All these changes can utterly destroy binary data, e.g. compressed streams inside PDFs.
You could try using binary mode for reading files by also opening them with a b in the mode string. Using binary mode both while reading and writing may solve your issue.
One thing I did was compare what was read from the source to what the file content was after a read after it had been written:
>>> newstring = open(newpath + '\\' +fileName).read()
>>> newstring == fstring
True
So it does not appear the content was changed?
Your comparison also reads the files as text. Thus, you do not compare the actual byte contents of the original and the copied file but their interpretations according to the encoding assumed while reading them. So damage has already been done on both sides of your comparison.
You should use shutil to copy files. It is platform aware and you avoid problems like this.
But you already discovered that.
You would be better served using with to open and close files. Then the files are opened and closed automatically.
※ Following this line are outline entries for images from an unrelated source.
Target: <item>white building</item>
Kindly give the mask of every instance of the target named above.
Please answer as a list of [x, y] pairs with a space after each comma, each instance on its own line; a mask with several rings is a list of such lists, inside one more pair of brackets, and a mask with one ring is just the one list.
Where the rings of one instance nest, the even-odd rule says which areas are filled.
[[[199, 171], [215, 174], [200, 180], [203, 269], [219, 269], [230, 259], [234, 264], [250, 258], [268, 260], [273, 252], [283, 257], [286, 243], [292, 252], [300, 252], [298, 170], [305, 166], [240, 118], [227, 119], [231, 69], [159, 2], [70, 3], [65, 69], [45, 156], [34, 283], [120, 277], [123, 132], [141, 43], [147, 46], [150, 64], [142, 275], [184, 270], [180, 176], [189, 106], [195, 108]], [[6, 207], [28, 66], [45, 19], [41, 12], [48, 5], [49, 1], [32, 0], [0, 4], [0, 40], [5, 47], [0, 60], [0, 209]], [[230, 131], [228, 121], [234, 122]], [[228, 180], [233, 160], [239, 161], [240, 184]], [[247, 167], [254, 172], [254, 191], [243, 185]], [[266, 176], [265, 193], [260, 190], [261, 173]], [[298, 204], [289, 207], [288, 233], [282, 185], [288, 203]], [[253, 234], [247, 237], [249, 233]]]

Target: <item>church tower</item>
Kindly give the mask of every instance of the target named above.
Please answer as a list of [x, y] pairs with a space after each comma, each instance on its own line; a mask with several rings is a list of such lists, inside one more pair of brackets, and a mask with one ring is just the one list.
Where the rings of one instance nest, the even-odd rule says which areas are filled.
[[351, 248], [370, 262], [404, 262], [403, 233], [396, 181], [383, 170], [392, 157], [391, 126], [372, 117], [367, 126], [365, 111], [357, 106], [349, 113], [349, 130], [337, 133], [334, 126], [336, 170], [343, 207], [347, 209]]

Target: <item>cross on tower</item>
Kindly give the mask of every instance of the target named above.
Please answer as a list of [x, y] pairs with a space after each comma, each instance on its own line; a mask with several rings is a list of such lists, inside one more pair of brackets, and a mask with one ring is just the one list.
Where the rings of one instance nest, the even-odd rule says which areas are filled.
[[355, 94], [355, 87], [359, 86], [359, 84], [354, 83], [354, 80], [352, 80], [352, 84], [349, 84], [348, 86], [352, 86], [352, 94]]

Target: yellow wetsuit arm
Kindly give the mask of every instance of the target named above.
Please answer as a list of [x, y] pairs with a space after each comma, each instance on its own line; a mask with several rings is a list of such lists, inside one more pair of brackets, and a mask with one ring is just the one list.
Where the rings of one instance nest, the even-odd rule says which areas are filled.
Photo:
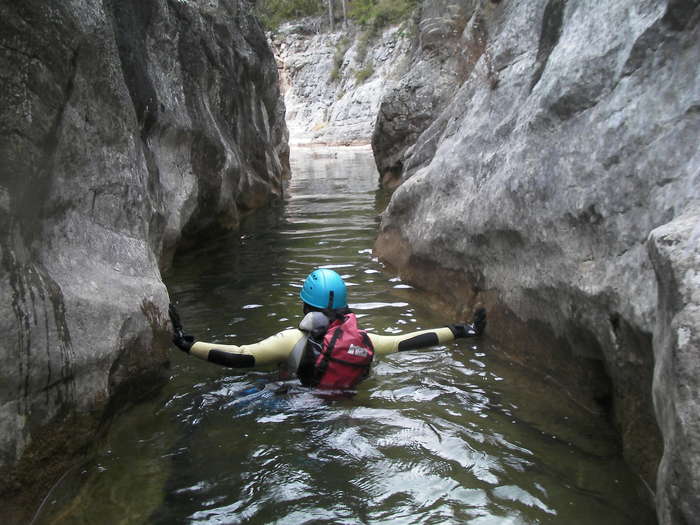
[[260, 342], [241, 346], [196, 341], [189, 353], [231, 368], [265, 367], [286, 361], [302, 335], [300, 330], [284, 330]]
[[377, 355], [393, 354], [404, 350], [415, 350], [454, 341], [455, 336], [447, 327], [421, 330], [401, 335], [378, 335], [368, 333]]

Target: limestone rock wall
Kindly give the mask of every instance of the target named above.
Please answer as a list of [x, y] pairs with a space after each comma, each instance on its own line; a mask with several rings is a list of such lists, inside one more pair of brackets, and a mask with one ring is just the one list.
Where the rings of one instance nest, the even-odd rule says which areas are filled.
[[[271, 35], [290, 142], [368, 144], [383, 95], [408, 65], [407, 26], [367, 40], [354, 26], [321, 31], [309, 19], [286, 24]], [[367, 78], [359, 77], [361, 72]]]
[[0, 1], [3, 494], [40, 488], [115, 395], [155, 384], [178, 239], [281, 194], [284, 106], [251, 11]]
[[[373, 140], [402, 183], [377, 252], [456, 311], [485, 302], [509, 357], [607, 407], [664, 523], [700, 515], [699, 19], [693, 0], [481, 1], [444, 110], [410, 145], [382, 112]], [[607, 393], [581, 380], [596, 366]]]

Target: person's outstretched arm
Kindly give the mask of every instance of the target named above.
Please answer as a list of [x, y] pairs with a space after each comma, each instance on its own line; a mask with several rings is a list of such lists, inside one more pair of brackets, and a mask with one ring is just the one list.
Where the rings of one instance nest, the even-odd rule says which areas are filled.
[[486, 329], [486, 310], [474, 312], [472, 324], [452, 324], [444, 328], [420, 330], [410, 334], [377, 335], [368, 333], [377, 355], [387, 355], [405, 350], [416, 350], [428, 346], [449, 343], [463, 337], [478, 337]]
[[300, 330], [292, 329], [250, 345], [205, 343], [195, 341], [193, 336], [184, 333], [180, 316], [173, 305], [170, 305], [169, 313], [175, 346], [185, 353], [230, 368], [259, 368], [284, 363], [303, 335]]

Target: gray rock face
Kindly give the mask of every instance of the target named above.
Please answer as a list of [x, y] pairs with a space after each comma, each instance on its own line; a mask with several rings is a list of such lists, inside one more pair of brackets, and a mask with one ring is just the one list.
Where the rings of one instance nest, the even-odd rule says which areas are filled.
[[[477, 17], [481, 47], [468, 29]], [[395, 150], [382, 139], [386, 155], [375, 148], [378, 165], [398, 166], [404, 181], [383, 216], [378, 253], [458, 310], [486, 302], [490, 326], [503, 322], [492, 337], [537, 333], [517, 359], [558, 377], [563, 391], [585, 382], [552, 359], [602, 364], [625, 457], [656, 486], [664, 522], [680, 520], [674, 506], [689, 522], [700, 515], [689, 357], [697, 320], [683, 321], [691, 332], [674, 321], [689, 315], [684, 301], [698, 282], [664, 281], [660, 267], [690, 263], [652, 240], [655, 274], [645, 246], [700, 201], [699, 18], [690, 0], [481, 2], [460, 42], [483, 51], [445, 109], [400, 155], [401, 137]], [[435, 282], [436, 265], [448, 284]], [[677, 304], [660, 304], [683, 286]], [[683, 350], [669, 350], [674, 338]], [[654, 356], [663, 371], [654, 375], [658, 419]], [[602, 392], [586, 395], [606, 402]], [[655, 483], [657, 421], [665, 450]]]
[[[395, 187], [404, 173], [424, 164], [414, 145], [436, 120], [483, 54], [485, 35], [475, 1], [428, 0], [419, 6], [418, 35], [408, 68], [384, 96], [372, 135], [384, 187]], [[438, 125], [423, 142], [439, 136]], [[429, 160], [429, 159], [427, 159]]]
[[693, 523], [700, 509], [700, 208], [651, 232], [658, 282], [654, 404], [664, 429], [659, 517]]
[[310, 23], [287, 24], [271, 38], [281, 63], [290, 142], [367, 144], [382, 96], [407, 66], [410, 39], [392, 27], [363, 42], [353, 27], [323, 33]]
[[41, 485], [117, 393], [155, 384], [178, 239], [281, 193], [284, 107], [250, 12], [0, 2], [3, 494]]

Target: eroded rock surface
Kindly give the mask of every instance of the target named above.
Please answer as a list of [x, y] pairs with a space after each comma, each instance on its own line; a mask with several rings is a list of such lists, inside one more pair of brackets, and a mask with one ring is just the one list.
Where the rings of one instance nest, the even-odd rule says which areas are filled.
[[[479, 2], [455, 40], [474, 53], [445, 109], [413, 145], [400, 133], [374, 139], [385, 142], [378, 166], [402, 182], [377, 252], [458, 311], [487, 303], [490, 326], [503, 326], [491, 336], [519, 343], [514, 359], [559, 377], [582, 404], [607, 405], [662, 520], [679, 523], [674, 512], [700, 515], [700, 413], [697, 343], [675, 316], [689, 315], [698, 283], [683, 274], [685, 299], [660, 306], [657, 287], [663, 303], [681, 284], [659, 268], [690, 263], [652, 241], [655, 274], [646, 242], [700, 200], [699, 18], [690, 0]], [[391, 129], [379, 118], [378, 133]], [[674, 338], [684, 350], [659, 362]], [[562, 375], [562, 362], [602, 365], [609, 396]]]
[[183, 232], [280, 195], [284, 107], [251, 10], [0, 2], [3, 501], [50, 481], [117, 393], [155, 384], [160, 269]]
[[352, 26], [321, 31], [309, 19], [284, 25], [271, 41], [290, 142], [368, 144], [383, 95], [408, 65], [404, 26], [368, 39]]
[[700, 509], [700, 207], [647, 243], [658, 282], [654, 402], [664, 429], [659, 517], [692, 523]]

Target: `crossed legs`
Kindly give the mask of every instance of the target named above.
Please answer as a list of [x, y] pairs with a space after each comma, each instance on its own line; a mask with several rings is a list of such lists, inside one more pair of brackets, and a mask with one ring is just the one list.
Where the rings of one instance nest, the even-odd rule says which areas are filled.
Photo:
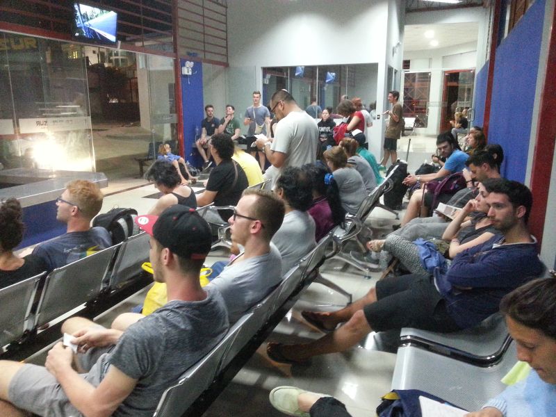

It is more idiomatic:
with open(doc, 'rb') as fin, open(fn_out, 'wb') as fout:
fout.write(fin.read()) # the ENTIRE file is read with .read()
If potentially you are dealing with a large file, read and write in chunks:
with open(doc, 'rb') as fin, open(fn_out, 'wb') as fout:
while True:
chunk=fin.read(1024)
if chunk:
fout.write(chunk)
else:
break
Note the 'rb' and 'wb' arguments to open. Since you are clearly opening this file under Windows, that prevents the interpretation of the file into a Windows string.
You should also use os.path.join rather than newpath + '\\' +fileName type operation.